"Curiouser and curiouser!" cried Alice. I know exactly how she felt. What started as a simple question—"Can AI generate marketing videos?"—turned into a months-long expedition through a wonderland of impossible text, spelling nightmares, and the profound discovery that a prompt alone cannot conjure video magic.

Like Alice chasing a white rabbit, I fell into a hole I didn't know existed. And like Alice, I emerged with a completely different understanding of reality.

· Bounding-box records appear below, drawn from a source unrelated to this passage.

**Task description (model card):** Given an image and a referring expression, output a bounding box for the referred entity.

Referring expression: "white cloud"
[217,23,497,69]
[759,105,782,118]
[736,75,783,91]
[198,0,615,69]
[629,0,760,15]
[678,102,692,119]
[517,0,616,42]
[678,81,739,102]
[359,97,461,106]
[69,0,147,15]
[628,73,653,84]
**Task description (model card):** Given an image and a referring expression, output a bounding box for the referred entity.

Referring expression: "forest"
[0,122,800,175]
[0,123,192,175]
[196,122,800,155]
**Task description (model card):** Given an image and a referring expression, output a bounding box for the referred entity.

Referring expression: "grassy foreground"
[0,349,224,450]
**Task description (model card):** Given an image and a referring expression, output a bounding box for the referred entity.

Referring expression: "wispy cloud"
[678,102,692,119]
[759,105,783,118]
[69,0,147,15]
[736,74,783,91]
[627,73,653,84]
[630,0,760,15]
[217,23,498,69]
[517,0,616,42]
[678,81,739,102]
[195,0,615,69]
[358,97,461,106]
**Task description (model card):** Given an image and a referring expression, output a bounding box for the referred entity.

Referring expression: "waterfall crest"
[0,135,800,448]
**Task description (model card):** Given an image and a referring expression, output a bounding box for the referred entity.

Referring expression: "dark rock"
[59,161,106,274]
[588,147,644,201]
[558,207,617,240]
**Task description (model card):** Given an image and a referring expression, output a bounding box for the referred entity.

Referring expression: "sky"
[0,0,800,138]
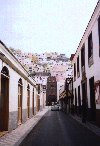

The White Rabbit: "Google Has a Video AI"

It started, as these things do, with a passing comment. Someone mentioned Google's Veo could generate videos from text prompts. Eight seconds of video from nothing but words.

Eight seconds, I thought. That's nothing. That's barely a blink.

But the rabbit hole beckoned. And like Alice, I couldn't resist following.

"Would you tell me, please, which way I ought to go from here?"

"That depends a good deal on where you want to get to," said the Cat.

— Lewis Carroll, Alice's Adventures in Wonderland

The problem was, I didn't know where I wanted to get to. I just knew I wanted to see what was possible. And that, as it turns out, is exactly how you end up at a mad tea party with no sense of time.

The Pool of Tears: First Experiments

My first Veo prompt was embarrassingly naive:

"Create a professional marketing video showing invoice automation saving time for finance teams. Show the software interface with clear labels."

What I got back was... surreal.

The video looked professional enough. Smooth motion. Nice lighting. But the text on screen? Gibberish. Pure, beautiful, utterly nonsensical gibberish.

Where I'd asked for "Marketing_Budget.xlsx," I got "Markefing_Bujet.xlsz." Where I wanted "Invoice Processing," I received "Invoise Prosseccing." The AI had created a parallel universe where everything looked right but nothing was spelled correctly.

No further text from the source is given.